14 Dec 2023 14:53

Putin confirms position on temporary nature of requirement to repatriate, sell forex earnings

MOSCOW. Dec 14 (Interfax) - The requirement for mandatory repatriation and sale of foreign currency earnings by large Russian exporters, as implemented by the Russian presidential decree in October, are temporary, President Vladimir Putin noted, reviewing the year on live TV.

"By the way, the decree that was intended to regulate the situation with currency - this partly affects the exchange rate - it of course has played its role all the same. This is owing to the fact that there had been no need for any restrictions in previous years, because we received sufficient information from the countries where a significant volume of our exports goes," Putin said.

"We understood the movement of capital. Now we do not receive information from there, as they have closed this for us, [and] the government and the Central Bank do not see what is happening with the volumes of funds that our exporters receive from exports. The Central Bank and the government have a legitimate desire to see how rubles are accumulating, how they travel, where, [and] in what volumes. In this sense, the decree introduces elements of certain control. However, I proceed from the fact that everything will return to normal, [and] this is temporary," the president said.

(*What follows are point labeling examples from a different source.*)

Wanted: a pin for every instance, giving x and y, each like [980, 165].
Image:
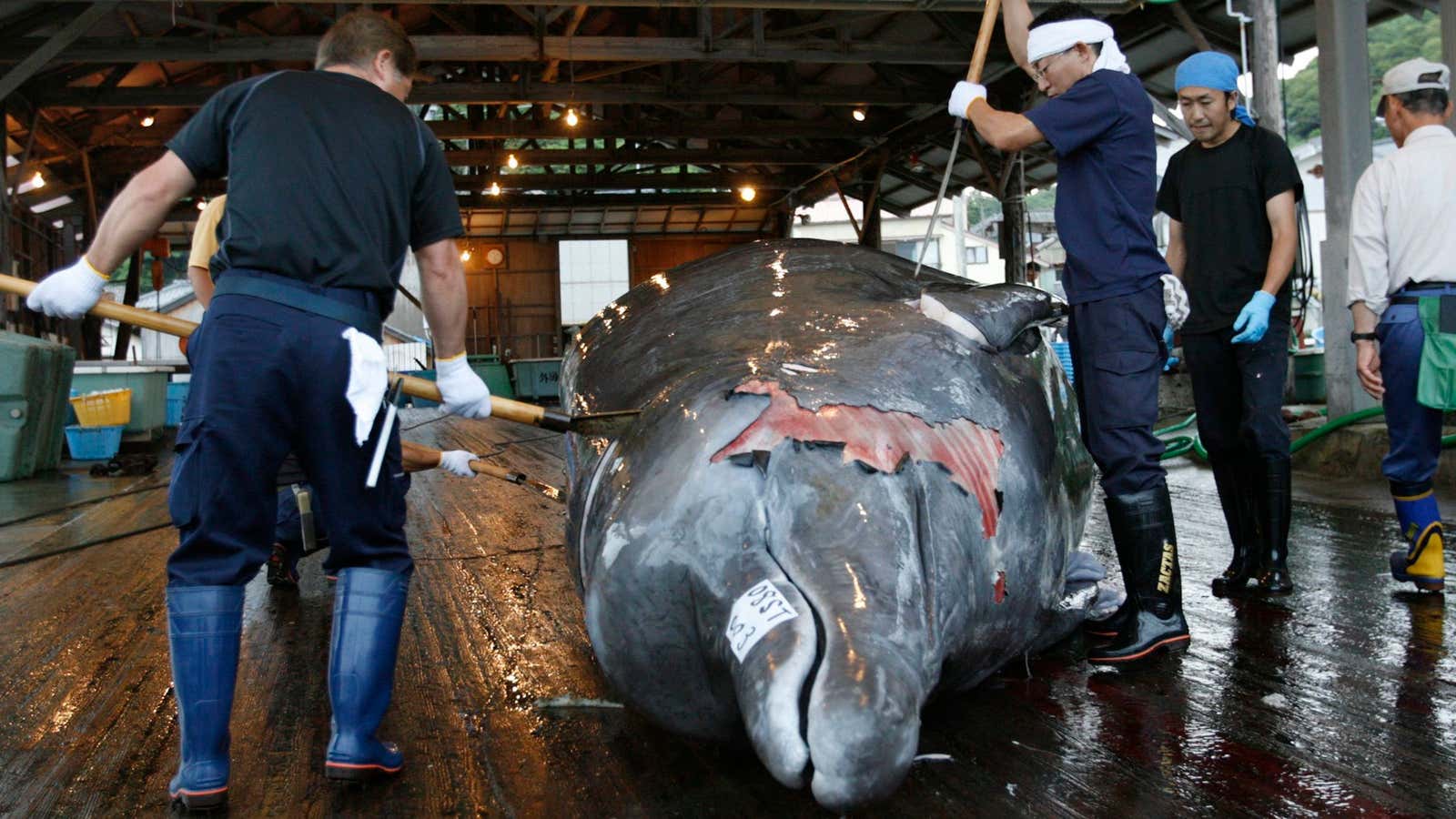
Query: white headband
[1055, 38]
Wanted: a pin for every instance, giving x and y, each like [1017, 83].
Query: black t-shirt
[1219, 197]
[329, 178]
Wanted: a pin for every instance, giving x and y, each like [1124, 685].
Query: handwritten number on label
[754, 614]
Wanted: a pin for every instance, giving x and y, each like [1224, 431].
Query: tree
[1390, 43]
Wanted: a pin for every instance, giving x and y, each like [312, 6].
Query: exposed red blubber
[880, 439]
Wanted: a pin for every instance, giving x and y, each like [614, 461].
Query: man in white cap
[1099, 121]
[1402, 298]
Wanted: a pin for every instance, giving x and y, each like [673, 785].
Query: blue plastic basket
[1063, 351]
[177, 399]
[94, 443]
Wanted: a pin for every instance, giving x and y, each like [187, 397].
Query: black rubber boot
[1235, 477]
[1274, 511]
[1111, 625]
[1148, 548]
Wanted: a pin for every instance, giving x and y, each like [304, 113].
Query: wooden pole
[983, 41]
[420, 388]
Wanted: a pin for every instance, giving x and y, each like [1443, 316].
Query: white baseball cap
[1414, 75]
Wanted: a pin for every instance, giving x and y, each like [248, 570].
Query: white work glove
[458, 462]
[462, 392]
[963, 96]
[67, 293]
[1176, 300]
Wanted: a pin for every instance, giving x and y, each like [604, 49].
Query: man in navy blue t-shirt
[331, 182]
[1099, 123]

In October, a presidential decree was issued, followed by a government decree, which introduced requirements for the mandatory repatriation and sale of part of foreign currency earnings for six months, until April 30, 2024. The presidential decree itself, which contains a list of the exporting companies covered by it, is classified as Eyes Only and is not published. The only reporting on it said that the list included 43 groups of companies. In accordance with the procedure approved by the government, as of October 16, within 60 days from the date of receipt of funds, companies included in the list are required to credit to their accounts in Russian banks at least 80% of all foreign currency received in accordance with the terms of their export contracts. They are also obliged to sell at least 90% of credited foreign exchange earnings on the country's domestic market within two weeks (but not less than 50% of the funds received in accordance with each export contract, within no more than 30 days from the date of receipt).

The requirements also apply to subsidiaries of companies included in the decree, including those registered abroad; however, the exporter may request an exception by applying to a subcommittee of the government's Foreign Investment Commission.

Earlier, Russian Finance Minister Anton Siluanov also noted that these measures are temporary. "I hope that the measures that were taken - we saw that they have had their results, we'll see how the situation develops further - but I am sure that the restrictions that exist today will gradually go away," he said, noting that the financial and economic bloc in the government is "fully interested" in this.

Head of the Central Bank, Elvira Nabiullina, also previously confirmed the position of the Bank of Russia, which is wary of currency restrictions (except for "mirror" restrictions and those related to money laundering and terrorism financing) and insists that they should be limited in time.